Most valuable question to ask a reviwer:
  “Would you like me to keep you informed about this work?”
Second most valuable question to ask (if they say YES to the first question!):  “In what format do you prefer that I communicate?”  Email, print, link to website, CD-ROM?  This is the key to clear communication ahead, in the method they prefer.

When you’re not talking about marketing, what’s on your mind??
The future of print publishing, design as it impacts our lives, how to stay on top of new technologies, how to bring what’s on my mind to my writings and lectures, and when on the road, imagining what my dogs are up to (and wishing I were there!) 
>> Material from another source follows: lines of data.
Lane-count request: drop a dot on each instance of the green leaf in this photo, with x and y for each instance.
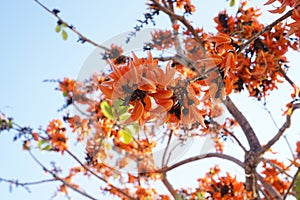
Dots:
(47, 148)
(232, 3)
(200, 196)
(65, 93)
(124, 116)
(119, 109)
(126, 135)
(106, 109)
(179, 197)
(297, 187)
(64, 35)
(57, 28)
(41, 143)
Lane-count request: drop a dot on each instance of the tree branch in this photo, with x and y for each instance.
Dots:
(200, 157)
(168, 185)
(25, 184)
(245, 125)
(292, 184)
(180, 18)
(60, 179)
(273, 192)
(99, 177)
(82, 38)
(280, 132)
(266, 28)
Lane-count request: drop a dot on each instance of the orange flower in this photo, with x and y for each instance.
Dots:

What are you currently working on?  Any upcoming projects/news?
My co-author (and co-reviewer at PhotoNola!) Darius Himes and I have just turned in our manuscript for an exciting book project that Princeton Architectural Press will release in the Fall of 2010.   It is a comprehensive project on publishing your photo book, covering traditional and self-publishing, from concept to market, with contributions from experts in so many areas – book agents, packagers, editors, designers, publicists, photographers and more. Our book will have an accompanying website and workshop series, too.  We are so excited about this project and can’t wait to share it! 

Individually, I’m constantly researching towards updating my public presentations and 2010 workshops (including an upcoming workshop mid-April  www.neworleansworkshops.com), and I’m working on bringing my next solo title “Finding Your Audience: An Introduction to Marketing Your Photographs” to print, and/or to audio/PDF/epub/mobi formats…stay tuned!

Anything else we should know?
You should know that PhotoNola is one of my favorite photography festivals of the year! 
Hats off to all the hard-working people involved!